But regardless, you're using only stage-2, and you want stage-3 in this situation. Since if you're not sharding the params, you get only 12 out of 18 bytes sharded per param. Stage-3 is slower than stage-2 since it has to do more work, but if you can't fit into your gpus stage-3 is what you want.

Note that I'm using stage 3 here: https://github.com/huggingface/transformers/issues/9996#issuecomment-856384448

tuhinjubcse commented 3 years ago

retraining again and this is what my gpu looks like

stas00 commented 3 years ago

So this is the state at the beginning of the training, right? Then check it say once in 30min and note the differences - if your application is well written then it shouldn't grow after say a few hundred of iterations, assuming the longest seqlen with widest batch size has been consumed already.

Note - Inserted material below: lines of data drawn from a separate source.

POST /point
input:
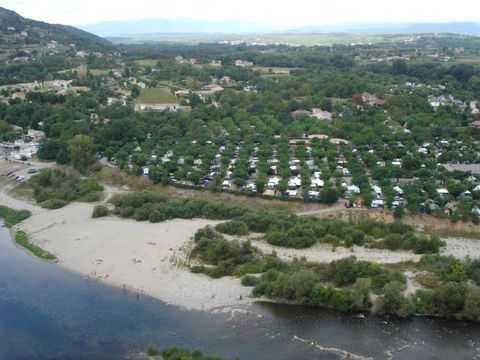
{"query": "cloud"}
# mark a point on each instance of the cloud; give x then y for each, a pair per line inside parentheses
(292, 13)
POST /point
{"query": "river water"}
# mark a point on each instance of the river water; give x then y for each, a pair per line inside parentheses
(49, 313)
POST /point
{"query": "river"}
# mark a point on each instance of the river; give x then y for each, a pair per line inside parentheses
(49, 313)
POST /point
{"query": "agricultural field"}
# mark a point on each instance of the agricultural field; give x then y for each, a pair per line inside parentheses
(156, 96)
(147, 62)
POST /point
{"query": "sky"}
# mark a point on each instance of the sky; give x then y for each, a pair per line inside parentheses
(277, 12)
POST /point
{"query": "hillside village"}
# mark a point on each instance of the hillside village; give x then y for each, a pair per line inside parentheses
(304, 149)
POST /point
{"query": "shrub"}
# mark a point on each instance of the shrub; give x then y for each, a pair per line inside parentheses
(152, 351)
(250, 280)
(100, 211)
(12, 217)
(233, 227)
(53, 204)
(156, 216)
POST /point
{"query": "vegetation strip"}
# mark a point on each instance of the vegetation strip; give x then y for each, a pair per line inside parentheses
(12, 217)
(21, 238)
(450, 287)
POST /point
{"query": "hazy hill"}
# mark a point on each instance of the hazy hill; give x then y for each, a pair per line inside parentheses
(136, 28)
(17, 30)
(177, 26)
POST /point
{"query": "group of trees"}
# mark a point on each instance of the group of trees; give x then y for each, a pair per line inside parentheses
(346, 284)
(54, 189)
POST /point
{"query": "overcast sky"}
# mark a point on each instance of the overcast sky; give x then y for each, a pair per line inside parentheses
(280, 12)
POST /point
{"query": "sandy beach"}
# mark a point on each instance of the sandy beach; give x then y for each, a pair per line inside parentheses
(146, 258)
(152, 259)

I'm also noticing that you're using a very old version of our examples - finetune_trainer.py is very old. So it'd be hard to debug this situation if indeed there a gradual memory leak there. In which case I'd recommend to migrate to the recent version of the software.

tuhinjubcse commented 3 years ago

The snapshot I sent you was after 5 hrs of training. I have 7M samples and max seq len I reduced to 64 from 128. So hoping it works this time. Last time it failed around 40% of training. Its at 22% now

Yes If I still can't make it work I will switch to a recent version of software.

stas00 commented 3 years ago

Right, I'm not sure my message is coming across - I'm suggesting to monitor the memory usage through the training.

And that if it OOMs you need to switch to ZeRO-3 and then you should be able to train with a much longer seqlen.

Enabling https://huggingface.co/transformers/performance.html#gradient-checkpointing is another technique to allow for much longer seqlen.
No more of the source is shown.